Je n’aurais pas assez de mots pour vous expliquer à quel point mon intérêt pour la chose footballistique est proche du zéro absolu. Juste pour vous donner une idée, je ne cesse de me demander pourquoi ils se déplacent en car, avalant des kilomètres pour traverser l’Europe, dormant dans des sacs de couchages, bouffant dans des restoroutes plus sordides les uns que les autres. Claquant l’argent du ménage en abonnement et autres frais de séjours, se tapant trois bornes à pied pour rejoindre le stade depuis le parking. Subissant six fouilles à corps, attendant encore deux heures assis sur des gradins en béton. Obligés de déployer des banderoles qui manquent de les étouffer à chaque instant, meuglant des chants qui n’ont rien à envier aux meilleurs tubes diffusés lors des rassemblements populaires de Nuremberg en 1937. Et tout ça, qu’il pleuve, qu’il vente, qu’il neige ou qu’il fasse une chaleur à crever ! Sans parler des risques de mourir bêtement lors d’une baston générale à cause d’un abruti qui aurait un peu trop crié sa haine de Vache-Les-Besses ! Et encore, je n’aborderai pas les matchs à la télé, source inépuisable d’engueulades garanties 100% inutiles !
Vous voyez le tableau.
Et bien, grâce à Prince, j’ai réussi à appréhender ce monde qui me sépare de l’Homo Supporterus Footbalisticus. Je ne suis pas en train de dire que je pourrais passer des week-ends avec eux (Tiens… Ce serait un bon épisode de « Vis ma vie », non ?), mais j’ai fini par comprendre.

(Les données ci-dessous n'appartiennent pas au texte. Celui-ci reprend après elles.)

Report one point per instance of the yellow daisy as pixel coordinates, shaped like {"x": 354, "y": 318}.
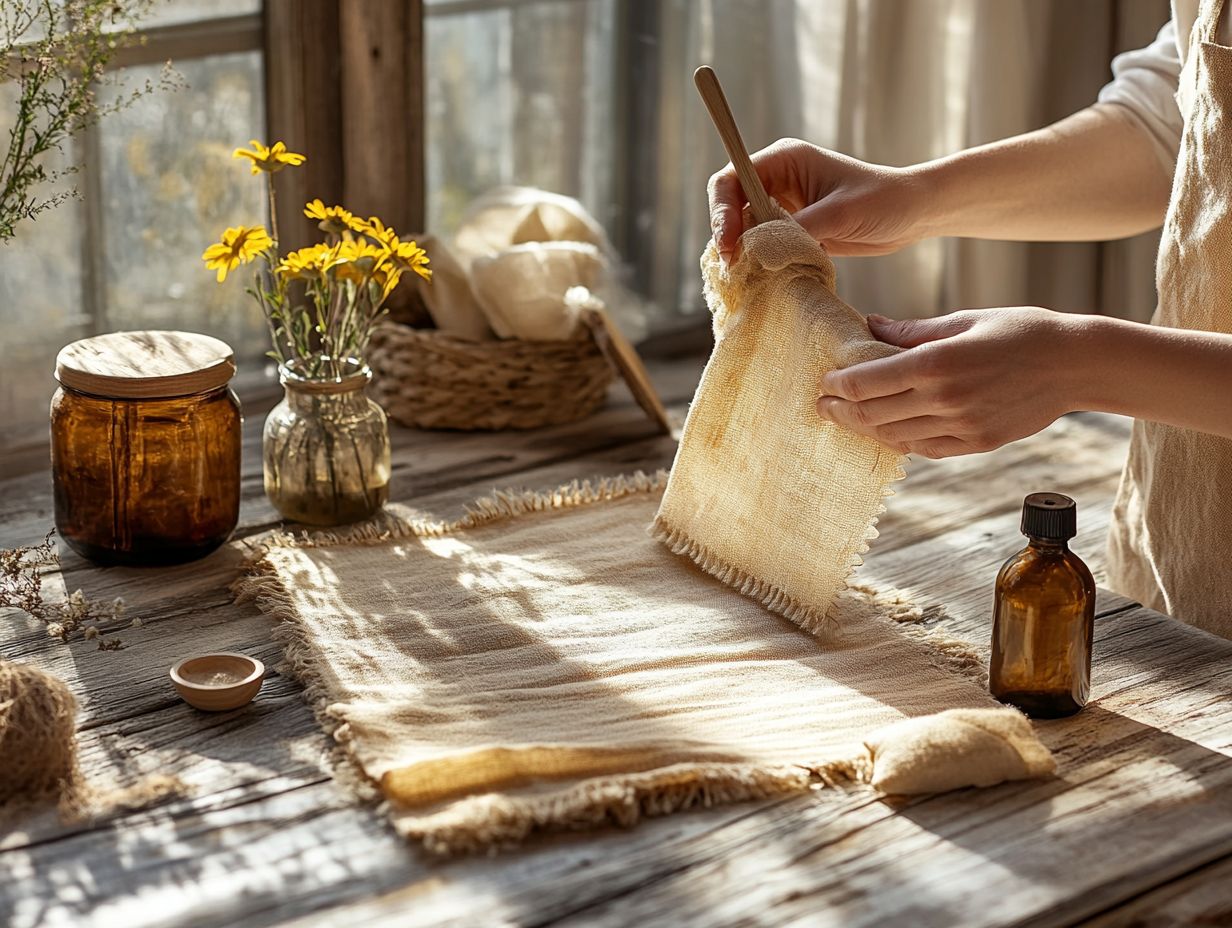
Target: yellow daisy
{"x": 308, "y": 263}
{"x": 333, "y": 218}
{"x": 271, "y": 159}
{"x": 409, "y": 256}
{"x": 239, "y": 245}
{"x": 378, "y": 232}
{"x": 359, "y": 260}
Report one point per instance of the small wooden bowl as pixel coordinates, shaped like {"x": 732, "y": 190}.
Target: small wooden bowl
{"x": 218, "y": 683}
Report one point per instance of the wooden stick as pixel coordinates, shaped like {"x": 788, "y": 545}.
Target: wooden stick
{"x": 760, "y": 203}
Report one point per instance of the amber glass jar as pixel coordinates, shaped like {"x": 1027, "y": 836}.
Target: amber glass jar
{"x": 1044, "y": 615}
{"x": 145, "y": 447}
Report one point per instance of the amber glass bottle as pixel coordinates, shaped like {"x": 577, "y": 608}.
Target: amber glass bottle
{"x": 1044, "y": 615}
{"x": 145, "y": 447}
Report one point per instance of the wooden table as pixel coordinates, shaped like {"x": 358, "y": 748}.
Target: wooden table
{"x": 1136, "y": 828}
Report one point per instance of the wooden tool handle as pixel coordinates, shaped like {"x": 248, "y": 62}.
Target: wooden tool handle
{"x": 760, "y": 203}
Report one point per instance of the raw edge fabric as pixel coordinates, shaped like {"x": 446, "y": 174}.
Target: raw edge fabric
{"x": 543, "y": 664}
{"x": 764, "y": 494}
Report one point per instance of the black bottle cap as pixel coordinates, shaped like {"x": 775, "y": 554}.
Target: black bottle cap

Car, fut un temps pas si lointain où Prince remplissait pas mal ma vie (le bel euphémisme...). J’avais quand même réussi à développer une certaine intimité avec lui. On se parlait beaucoup (à l’époque, il avait besoin d’une oreille attentive), je lui filais un coup de main de temps en temps pour choisir un musicien ou pour agencer les titres d’un album. Des trucs de potes. Il fermait les yeux sur mes achats de disques pirates. Je traquais les sorties sur un service minitel, 3615 STARS, je passais des heures aux puces à attendre mon dealer qui arrivait avec le coffre rempli de « Live at DNA Lounge - San Francisco - April, 12th 1993 » qui partaient en 20 minutes. Je vous parle d’un temps où l’internet n’existait pas. Et, pour les fans de Prince tout particulièrement, l’internet a changé leur vie.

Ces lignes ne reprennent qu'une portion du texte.